O ex-vice-presidente angolano Manuel Vicente, isento de processos tanto em Angola quanto em Portugal, voltou a ser alvo da atenção internacional. De acordo com informações da Africa Intelligence, autoridades norte-americanas, em estreita coordenação com Luanda, analisam a possibilidade de aplicar sanções financeiras ao abrigo da Lei Magnitsky, que pune casos graves de corrupção e violações de direitos humanos.
Relação próxima com o poder
Manuel Vicente, de 69 anos, vive nos Emirados Árabes Unidos há quase uma década. Desde 2017, tem conseguido escapar da justiça, em grande parte devido à sua proximidade com o presidente João Lourenço. Antigo CEO da Sonangol (1999-2012) e vice-presidente de Angola (2012-2017), Vicente atuou como conselheiro informal do chefe de Estado para questões petrolíferas, sendo protegido politicamente e beneficiado pela imunidade judicial até 2022.
Essa proteção foi crucial para que evitasse, por exemplo, o julgamento em Portugal em 2018, relacionado a casos de corrupção, que acabou transformado em crise diplomática entre Lisboa e Luanda.
Pressão externa e cálculo político
Com a possibilidade de um terceiro mandato de João Lourenço em debate, Washington foi acionado pelo próprio presidente angolano, que teme a influência de Vicente como potencial opositor com recursos financeiros no exterior.
Segundo a Africa Intelligence, o tema foi discutido entre Luanda e Noah Zaring, encarregado de negócios dos EUA em Angola. O então presidente Donald Trump deu sinal verde para que o Tesouro e o Departamento de Estado investigassem o caso. Para Washington, a cooperação com Angola é estratégica, sobretudo no contexto do Corredor do Lobito, projeto ferroviário de 1.700 km que liga Angola ao sudeste da RDC, vital para o escoamento de minerais africanos para o Ocidente.
Documento de pressão
Em 2020, a ONG Transparência Internacional e o grupo Amigos de Angola, liderado por Florindo Chivucute, enviaram ao Departamento de Estado norte-americano um documento de 38 páginas detalhando acusações contra Vicente, incluindo corrupção, lavagem de dinheiro e desvio de fundos públicos.
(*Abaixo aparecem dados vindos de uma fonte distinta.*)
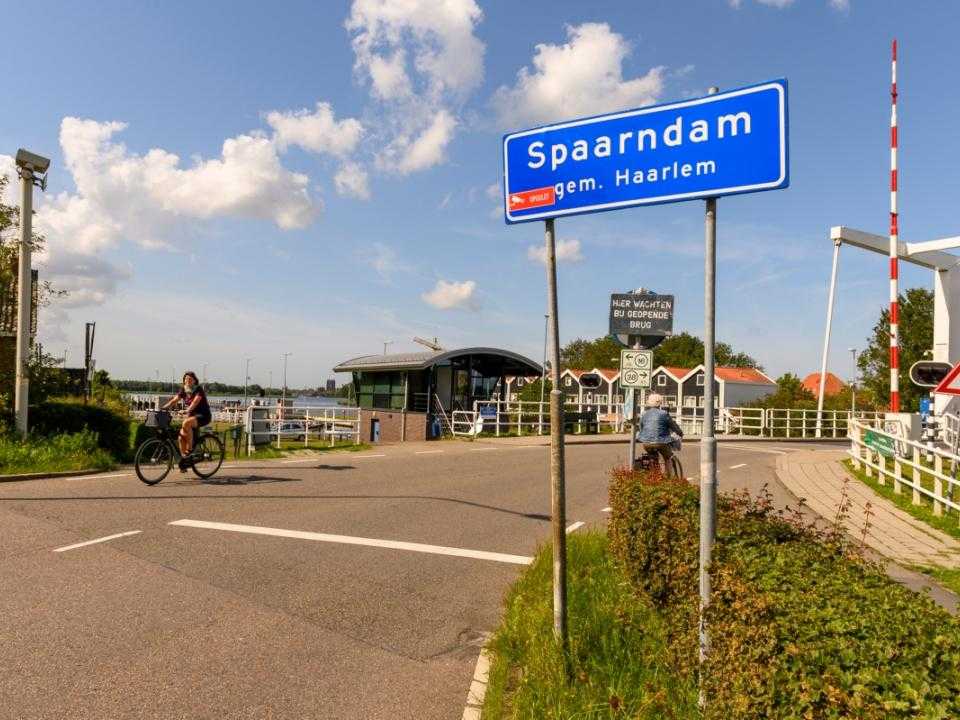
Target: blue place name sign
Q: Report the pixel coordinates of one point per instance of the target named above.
(723, 144)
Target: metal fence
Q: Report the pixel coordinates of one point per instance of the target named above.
(900, 461)
(533, 418)
(303, 424)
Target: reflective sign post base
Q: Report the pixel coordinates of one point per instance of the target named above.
(558, 510)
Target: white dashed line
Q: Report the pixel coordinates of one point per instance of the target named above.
(98, 540)
(752, 449)
(97, 477)
(348, 540)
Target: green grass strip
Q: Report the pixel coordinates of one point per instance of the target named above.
(947, 523)
(618, 665)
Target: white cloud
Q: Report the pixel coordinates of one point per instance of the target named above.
(141, 194)
(582, 77)
(351, 181)
(385, 261)
(451, 295)
(422, 60)
(317, 131)
(439, 33)
(406, 155)
(842, 5)
(566, 250)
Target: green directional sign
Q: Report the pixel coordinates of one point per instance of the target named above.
(882, 444)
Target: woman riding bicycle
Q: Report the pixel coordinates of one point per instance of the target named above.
(655, 430)
(198, 413)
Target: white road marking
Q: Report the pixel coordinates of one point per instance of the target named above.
(478, 688)
(349, 540)
(752, 449)
(98, 540)
(96, 477)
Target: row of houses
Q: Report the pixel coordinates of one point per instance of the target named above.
(681, 388)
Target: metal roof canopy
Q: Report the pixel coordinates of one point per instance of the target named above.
(423, 360)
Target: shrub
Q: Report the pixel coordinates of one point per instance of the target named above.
(78, 451)
(800, 625)
(56, 417)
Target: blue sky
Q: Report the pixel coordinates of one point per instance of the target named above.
(326, 230)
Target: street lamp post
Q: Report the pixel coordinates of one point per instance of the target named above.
(853, 385)
(32, 171)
O texto, ao qual a Africa Intelligence teve acesso, também cita os generais Manuel Hélder Vieira Dias “Kopelipa” e Leopoldino Fragoso do Nascimento “Dino”, além de mencionar a empresária Isabel dos Santos.
Atualmente, Dino e Kopelipa enfrentam julgamento em Luanda, acusados de desviar centenas de milhões de dólares destinados à reconstrução pós-guerra. Vicente, embora citado mais de 30 vezes na acusação, não figura como réu.
Arma diplomática
Para Washington, a Lei Magnitsky não é apenas uma ferramenta de combate à corrupção, mas também um instrumento diplomático. O recente uso da medida contra o juiz brasileiro Alexandre de Moraes, em julho, mostra que os EUA estão dispostos a utilizá-la em situações de interesse político.
No caso angolano, documentos como os Luanda Leaks e a carta da Transparência Internacional fortalecem a possibilidade de que Manuel Vicente se torne alvo direto de sanções internacionais, em um movimento que pode redesenhar o equilíbrio político e econômico em torno do poder em Angola.